Putting It Together: Summarizing Data Graphically and Numerically

 

Let’s Summarize

In Summarizing Data Graphically and Numerically, we focused on describing the distribution of a quantitative variable.

  • To analyze the distribution of a quantitative variable, we describe the overall pattern of the data (shape, center, spread) and any deviations from the pattern (outliers). We use three types of graphs to analyze the distribution of a quantitative variable: dotplots, histograms, and boxplots.
  • We described the shape of a distribution as left-skewed, right-skewed, symmetric with a central peak (bell-shaped), or uniform. Not all distributions have a simple shape that fits into one of these categories.
  • The center of a distribution is a typical value that represents the group. We have two different measurements for determining the center of a distribution: mean and median.
    • The mean is the average. We calculate the mean by adding the data values and dividing by the number of individual data points. The mean is the fair share measure. The mean is also called the balancing point of a distribution. If we measure the distance between each data point and the mean, the distances are balanced on each side of the mean.
    • The median is the physical center of the data when we make an ordered list. It has the same number of values above it as below it.

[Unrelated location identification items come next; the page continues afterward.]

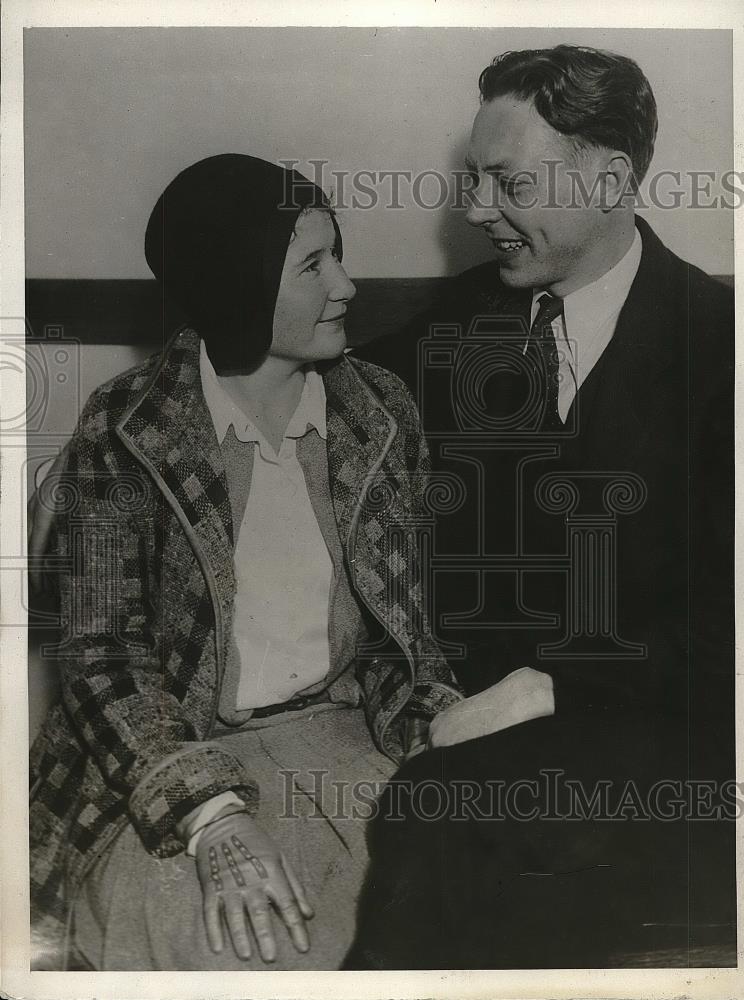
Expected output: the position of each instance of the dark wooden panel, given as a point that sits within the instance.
(131, 311)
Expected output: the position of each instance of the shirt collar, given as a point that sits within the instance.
(310, 412)
(589, 309)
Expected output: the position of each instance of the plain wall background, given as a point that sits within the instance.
(112, 114)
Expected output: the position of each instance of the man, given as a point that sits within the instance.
(600, 643)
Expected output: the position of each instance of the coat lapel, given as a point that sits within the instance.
(360, 432)
(630, 384)
(169, 429)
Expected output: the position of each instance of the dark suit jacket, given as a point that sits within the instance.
(657, 411)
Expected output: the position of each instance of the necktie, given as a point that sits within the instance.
(541, 348)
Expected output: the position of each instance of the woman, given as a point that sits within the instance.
(243, 578)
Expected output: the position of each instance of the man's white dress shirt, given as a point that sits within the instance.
(588, 323)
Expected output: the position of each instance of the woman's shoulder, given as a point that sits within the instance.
(107, 403)
(391, 390)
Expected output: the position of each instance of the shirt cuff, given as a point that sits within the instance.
(207, 812)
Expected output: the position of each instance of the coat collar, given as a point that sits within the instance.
(623, 387)
(169, 429)
(630, 379)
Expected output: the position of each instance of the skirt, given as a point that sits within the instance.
(319, 775)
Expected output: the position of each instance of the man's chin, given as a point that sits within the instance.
(514, 277)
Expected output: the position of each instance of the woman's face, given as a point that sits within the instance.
(313, 293)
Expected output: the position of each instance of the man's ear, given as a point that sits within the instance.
(619, 183)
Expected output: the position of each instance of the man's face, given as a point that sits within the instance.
(313, 293)
(513, 153)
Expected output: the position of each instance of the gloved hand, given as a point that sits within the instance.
(241, 869)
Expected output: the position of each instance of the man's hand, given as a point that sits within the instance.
(242, 871)
(523, 695)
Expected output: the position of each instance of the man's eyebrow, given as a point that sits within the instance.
(497, 167)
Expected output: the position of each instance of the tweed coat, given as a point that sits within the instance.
(144, 531)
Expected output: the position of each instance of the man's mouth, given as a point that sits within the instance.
(508, 246)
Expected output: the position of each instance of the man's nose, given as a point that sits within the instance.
(342, 288)
(482, 207)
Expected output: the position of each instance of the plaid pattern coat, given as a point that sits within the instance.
(144, 522)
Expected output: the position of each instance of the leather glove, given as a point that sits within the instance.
(242, 871)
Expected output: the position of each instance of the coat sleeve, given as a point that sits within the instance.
(436, 687)
(114, 685)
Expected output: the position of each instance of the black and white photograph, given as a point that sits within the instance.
(368, 485)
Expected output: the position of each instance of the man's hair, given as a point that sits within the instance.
(597, 99)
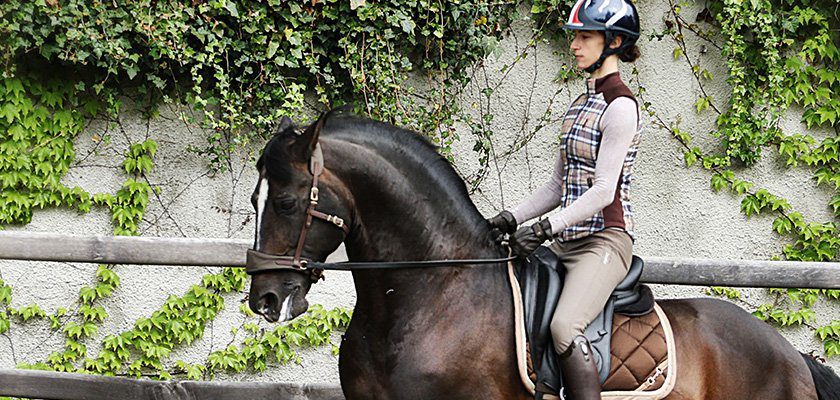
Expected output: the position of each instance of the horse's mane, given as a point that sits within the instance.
(396, 144)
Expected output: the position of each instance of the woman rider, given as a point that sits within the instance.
(593, 231)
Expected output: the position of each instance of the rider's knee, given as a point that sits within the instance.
(563, 331)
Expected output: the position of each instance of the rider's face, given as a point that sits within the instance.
(587, 47)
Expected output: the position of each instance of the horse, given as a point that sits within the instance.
(448, 333)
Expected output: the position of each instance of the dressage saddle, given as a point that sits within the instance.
(541, 282)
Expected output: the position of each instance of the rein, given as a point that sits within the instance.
(257, 261)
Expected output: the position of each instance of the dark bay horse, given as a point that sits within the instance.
(448, 333)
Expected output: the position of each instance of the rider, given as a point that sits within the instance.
(593, 231)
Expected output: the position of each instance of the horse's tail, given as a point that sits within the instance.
(826, 381)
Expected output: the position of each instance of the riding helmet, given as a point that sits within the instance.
(613, 17)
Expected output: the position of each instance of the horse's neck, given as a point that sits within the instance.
(401, 214)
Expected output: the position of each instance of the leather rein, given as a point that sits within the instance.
(257, 261)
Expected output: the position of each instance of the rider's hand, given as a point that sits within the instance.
(526, 240)
(503, 223)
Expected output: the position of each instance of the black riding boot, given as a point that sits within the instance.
(580, 375)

    • General Guidelines for Choosing a Measure of Center
      • Always plot the data. We need to use a graph to determine the shape of the distribution. By looking at the shape, we can determine which measure of center best describes the data.

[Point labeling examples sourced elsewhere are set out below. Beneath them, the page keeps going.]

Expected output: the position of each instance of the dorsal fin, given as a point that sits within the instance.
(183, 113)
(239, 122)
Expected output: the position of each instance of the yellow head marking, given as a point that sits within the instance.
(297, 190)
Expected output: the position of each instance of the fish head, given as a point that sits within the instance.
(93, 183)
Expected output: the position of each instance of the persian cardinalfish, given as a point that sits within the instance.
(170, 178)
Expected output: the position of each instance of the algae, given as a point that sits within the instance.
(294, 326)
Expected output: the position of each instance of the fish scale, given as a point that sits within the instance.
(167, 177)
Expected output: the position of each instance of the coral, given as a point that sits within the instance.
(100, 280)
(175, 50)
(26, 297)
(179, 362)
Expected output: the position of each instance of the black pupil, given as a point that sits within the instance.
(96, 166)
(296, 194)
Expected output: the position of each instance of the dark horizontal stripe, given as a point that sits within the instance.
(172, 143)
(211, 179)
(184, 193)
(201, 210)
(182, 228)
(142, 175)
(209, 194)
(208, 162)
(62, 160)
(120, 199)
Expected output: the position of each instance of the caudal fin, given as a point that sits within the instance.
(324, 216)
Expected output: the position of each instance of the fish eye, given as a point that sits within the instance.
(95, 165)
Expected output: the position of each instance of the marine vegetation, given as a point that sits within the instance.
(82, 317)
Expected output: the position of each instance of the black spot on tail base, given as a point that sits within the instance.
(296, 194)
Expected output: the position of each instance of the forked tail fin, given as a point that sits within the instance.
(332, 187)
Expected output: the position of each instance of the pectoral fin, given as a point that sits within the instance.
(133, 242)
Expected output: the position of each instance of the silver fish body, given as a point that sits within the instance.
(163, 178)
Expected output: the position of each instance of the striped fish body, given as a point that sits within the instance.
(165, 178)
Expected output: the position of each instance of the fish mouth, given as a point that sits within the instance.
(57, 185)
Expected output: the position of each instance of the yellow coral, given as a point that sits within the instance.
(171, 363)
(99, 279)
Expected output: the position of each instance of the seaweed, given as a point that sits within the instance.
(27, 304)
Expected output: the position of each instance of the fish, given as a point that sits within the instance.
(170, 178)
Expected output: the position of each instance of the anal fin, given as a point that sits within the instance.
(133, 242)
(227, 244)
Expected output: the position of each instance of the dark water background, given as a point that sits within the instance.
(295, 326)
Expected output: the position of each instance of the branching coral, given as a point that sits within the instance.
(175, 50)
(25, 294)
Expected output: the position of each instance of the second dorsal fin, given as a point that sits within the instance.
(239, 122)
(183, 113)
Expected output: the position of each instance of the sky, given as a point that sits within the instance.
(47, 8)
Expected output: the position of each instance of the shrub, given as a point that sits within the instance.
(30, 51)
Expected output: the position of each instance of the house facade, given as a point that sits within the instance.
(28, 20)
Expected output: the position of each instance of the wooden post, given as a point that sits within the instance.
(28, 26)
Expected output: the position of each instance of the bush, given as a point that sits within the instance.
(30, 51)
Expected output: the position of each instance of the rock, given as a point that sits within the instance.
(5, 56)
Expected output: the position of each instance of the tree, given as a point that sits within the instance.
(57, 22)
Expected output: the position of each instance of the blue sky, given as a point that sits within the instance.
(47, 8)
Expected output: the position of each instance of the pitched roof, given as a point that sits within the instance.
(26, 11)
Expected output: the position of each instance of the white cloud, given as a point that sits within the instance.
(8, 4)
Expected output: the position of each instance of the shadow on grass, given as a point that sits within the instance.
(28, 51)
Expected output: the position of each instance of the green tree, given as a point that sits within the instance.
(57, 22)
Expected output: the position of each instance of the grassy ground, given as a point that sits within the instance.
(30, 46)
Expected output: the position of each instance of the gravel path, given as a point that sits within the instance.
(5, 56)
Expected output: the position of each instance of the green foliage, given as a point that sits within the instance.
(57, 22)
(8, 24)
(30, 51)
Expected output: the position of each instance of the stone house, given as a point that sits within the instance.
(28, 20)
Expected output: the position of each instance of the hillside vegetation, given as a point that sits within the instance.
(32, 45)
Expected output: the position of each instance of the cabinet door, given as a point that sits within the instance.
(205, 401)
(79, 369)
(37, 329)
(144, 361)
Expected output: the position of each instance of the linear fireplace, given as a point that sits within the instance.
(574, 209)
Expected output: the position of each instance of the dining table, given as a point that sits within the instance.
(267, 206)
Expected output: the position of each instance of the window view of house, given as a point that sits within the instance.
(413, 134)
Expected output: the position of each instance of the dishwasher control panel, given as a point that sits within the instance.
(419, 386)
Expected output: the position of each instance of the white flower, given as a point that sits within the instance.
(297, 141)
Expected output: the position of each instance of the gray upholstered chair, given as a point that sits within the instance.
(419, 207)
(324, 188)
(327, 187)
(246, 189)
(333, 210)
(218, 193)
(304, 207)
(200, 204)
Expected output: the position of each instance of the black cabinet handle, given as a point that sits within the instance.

      • Use the mean as a measure of center only for distributions that are reasonably symmetric with a central peak. When outliers are present, the mean is not a good choice.

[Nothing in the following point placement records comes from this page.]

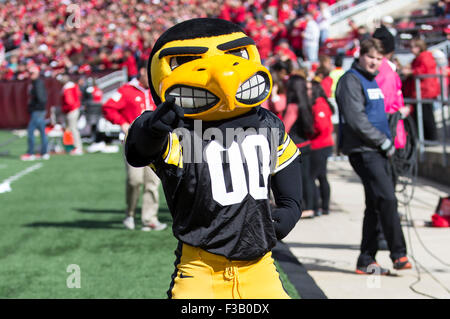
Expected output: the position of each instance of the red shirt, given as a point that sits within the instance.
(128, 103)
(424, 63)
(71, 97)
(323, 127)
(326, 84)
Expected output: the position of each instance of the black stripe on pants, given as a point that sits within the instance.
(381, 204)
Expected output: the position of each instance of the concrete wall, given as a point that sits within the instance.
(373, 15)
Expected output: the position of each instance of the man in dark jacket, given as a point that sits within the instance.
(365, 137)
(36, 107)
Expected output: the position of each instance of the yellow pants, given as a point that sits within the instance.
(202, 275)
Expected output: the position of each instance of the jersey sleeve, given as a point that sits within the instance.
(284, 151)
(287, 151)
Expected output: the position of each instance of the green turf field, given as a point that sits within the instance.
(69, 212)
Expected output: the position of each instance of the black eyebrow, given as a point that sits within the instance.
(182, 50)
(236, 44)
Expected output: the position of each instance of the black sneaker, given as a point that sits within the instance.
(372, 269)
(402, 263)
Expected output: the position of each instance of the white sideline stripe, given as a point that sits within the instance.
(5, 185)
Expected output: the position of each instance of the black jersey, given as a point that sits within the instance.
(217, 188)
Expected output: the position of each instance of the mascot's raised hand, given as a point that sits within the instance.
(206, 75)
(167, 117)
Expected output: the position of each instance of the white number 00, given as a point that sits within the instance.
(250, 146)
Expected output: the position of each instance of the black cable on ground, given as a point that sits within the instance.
(404, 171)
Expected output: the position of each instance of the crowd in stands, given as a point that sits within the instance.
(61, 37)
(89, 36)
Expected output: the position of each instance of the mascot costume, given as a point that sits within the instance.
(207, 79)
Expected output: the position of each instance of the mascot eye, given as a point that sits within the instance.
(176, 61)
(242, 52)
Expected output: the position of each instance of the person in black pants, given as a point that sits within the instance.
(364, 135)
(298, 120)
(36, 108)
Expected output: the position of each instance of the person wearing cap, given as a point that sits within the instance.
(391, 85)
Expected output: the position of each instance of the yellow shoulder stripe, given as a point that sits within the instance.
(174, 153)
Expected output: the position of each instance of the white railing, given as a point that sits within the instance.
(348, 8)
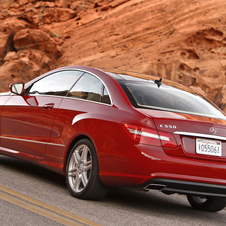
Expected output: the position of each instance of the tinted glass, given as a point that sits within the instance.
(148, 95)
(88, 87)
(106, 97)
(58, 83)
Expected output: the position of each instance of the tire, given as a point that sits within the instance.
(206, 204)
(82, 172)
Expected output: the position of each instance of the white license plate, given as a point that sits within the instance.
(208, 147)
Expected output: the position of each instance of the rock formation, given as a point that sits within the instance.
(181, 40)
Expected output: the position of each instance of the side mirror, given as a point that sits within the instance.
(17, 88)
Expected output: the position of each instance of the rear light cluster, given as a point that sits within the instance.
(150, 136)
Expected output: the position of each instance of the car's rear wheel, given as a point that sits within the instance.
(206, 204)
(82, 172)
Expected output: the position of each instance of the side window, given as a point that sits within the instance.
(58, 83)
(88, 87)
(106, 97)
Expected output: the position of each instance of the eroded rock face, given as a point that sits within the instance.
(181, 40)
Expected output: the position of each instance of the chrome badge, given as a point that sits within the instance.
(213, 130)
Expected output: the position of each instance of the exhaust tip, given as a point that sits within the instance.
(158, 187)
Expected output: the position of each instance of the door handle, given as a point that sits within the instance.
(48, 106)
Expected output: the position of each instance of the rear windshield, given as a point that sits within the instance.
(169, 98)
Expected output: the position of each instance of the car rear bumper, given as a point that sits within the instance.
(169, 186)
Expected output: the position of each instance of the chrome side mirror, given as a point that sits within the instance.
(17, 88)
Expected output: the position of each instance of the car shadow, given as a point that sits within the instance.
(32, 170)
(148, 203)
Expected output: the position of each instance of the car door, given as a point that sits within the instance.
(26, 121)
(87, 99)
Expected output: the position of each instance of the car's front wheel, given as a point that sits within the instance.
(82, 172)
(206, 203)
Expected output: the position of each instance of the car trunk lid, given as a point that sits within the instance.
(195, 136)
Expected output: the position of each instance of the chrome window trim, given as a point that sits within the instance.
(82, 70)
(31, 141)
(200, 135)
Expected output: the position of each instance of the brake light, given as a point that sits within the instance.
(150, 136)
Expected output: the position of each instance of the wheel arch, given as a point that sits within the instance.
(73, 142)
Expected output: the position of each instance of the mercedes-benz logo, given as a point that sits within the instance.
(213, 130)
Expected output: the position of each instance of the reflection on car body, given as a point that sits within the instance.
(112, 128)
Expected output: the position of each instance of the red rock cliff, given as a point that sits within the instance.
(181, 40)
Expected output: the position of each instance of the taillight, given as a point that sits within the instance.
(169, 142)
(149, 136)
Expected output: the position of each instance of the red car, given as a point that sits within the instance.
(111, 128)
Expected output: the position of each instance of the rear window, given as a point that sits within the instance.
(169, 98)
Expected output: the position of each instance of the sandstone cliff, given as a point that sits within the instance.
(181, 40)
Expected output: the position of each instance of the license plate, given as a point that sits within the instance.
(208, 147)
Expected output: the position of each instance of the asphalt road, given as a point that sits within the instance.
(30, 195)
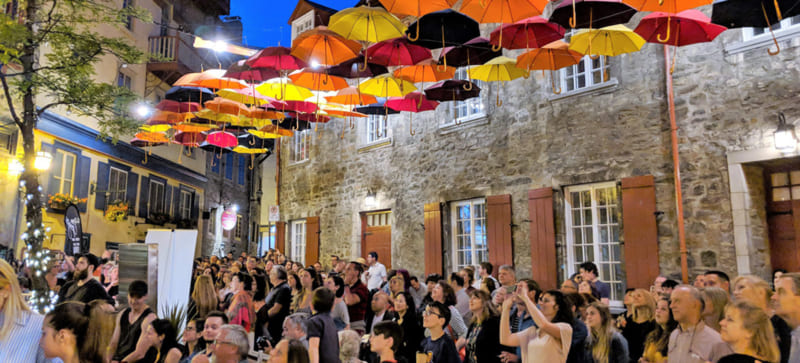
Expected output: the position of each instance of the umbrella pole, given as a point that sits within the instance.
(677, 173)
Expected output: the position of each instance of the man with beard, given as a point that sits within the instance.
(84, 287)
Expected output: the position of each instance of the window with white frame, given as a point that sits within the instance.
(469, 233)
(759, 33)
(298, 240)
(185, 208)
(468, 109)
(301, 146)
(377, 128)
(302, 24)
(156, 197)
(64, 171)
(593, 230)
(117, 185)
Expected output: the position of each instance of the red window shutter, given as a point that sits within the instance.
(312, 240)
(498, 227)
(433, 238)
(640, 230)
(544, 268)
(280, 237)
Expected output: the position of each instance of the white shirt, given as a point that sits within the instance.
(377, 273)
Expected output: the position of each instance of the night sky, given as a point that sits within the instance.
(265, 21)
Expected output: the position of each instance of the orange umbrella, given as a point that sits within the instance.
(223, 105)
(351, 96)
(324, 47)
(553, 56)
(318, 81)
(212, 78)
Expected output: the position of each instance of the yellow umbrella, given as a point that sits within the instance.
(386, 86)
(609, 41)
(498, 69)
(284, 91)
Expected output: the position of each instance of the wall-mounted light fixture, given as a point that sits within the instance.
(785, 138)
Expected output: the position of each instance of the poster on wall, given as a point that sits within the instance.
(74, 231)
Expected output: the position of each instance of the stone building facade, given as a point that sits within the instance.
(727, 96)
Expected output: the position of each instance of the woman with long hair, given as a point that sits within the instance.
(17, 341)
(747, 329)
(715, 300)
(550, 339)
(162, 336)
(70, 335)
(641, 322)
(407, 319)
(656, 346)
(604, 344)
(241, 311)
(203, 299)
(483, 336)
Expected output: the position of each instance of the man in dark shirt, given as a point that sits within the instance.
(355, 296)
(323, 341)
(84, 287)
(277, 304)
(439, 347)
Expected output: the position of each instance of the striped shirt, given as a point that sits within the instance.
(22, 343)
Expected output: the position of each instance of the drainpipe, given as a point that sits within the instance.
(676, 169)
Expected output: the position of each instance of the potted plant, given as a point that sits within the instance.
(60, 201)
(117, 211)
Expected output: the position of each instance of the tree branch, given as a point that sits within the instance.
(7, 91)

      • Use the median as a measure of center for all other cases.
  • The spread of a distribution is a description of how the data varies. We studied three ways to measure spread: range (max – min), the interquartile range (Q3 – Q1), and the standard deviation. When we use the median, Q1 to Q3 gives a typical range of values associated with the middle 50% of the data. When we use the mean, Mean ± SD gives a typical range of values.
    • The interquartile range (IQR) measures the variability in the middle half of the data.
    • Standard deviation measures roughly the average distance of data from the mean.
  • Outliers are data points that fall outside the overall pattern of the distribution. When using the median and IQR to measure center and spread, we use the 1.5 * IQR interval to identify outliers. Specifically, points outside the interval Q1 – 1.5 * IQR to Q3 + 1.5 * IQR are labeled as outliers.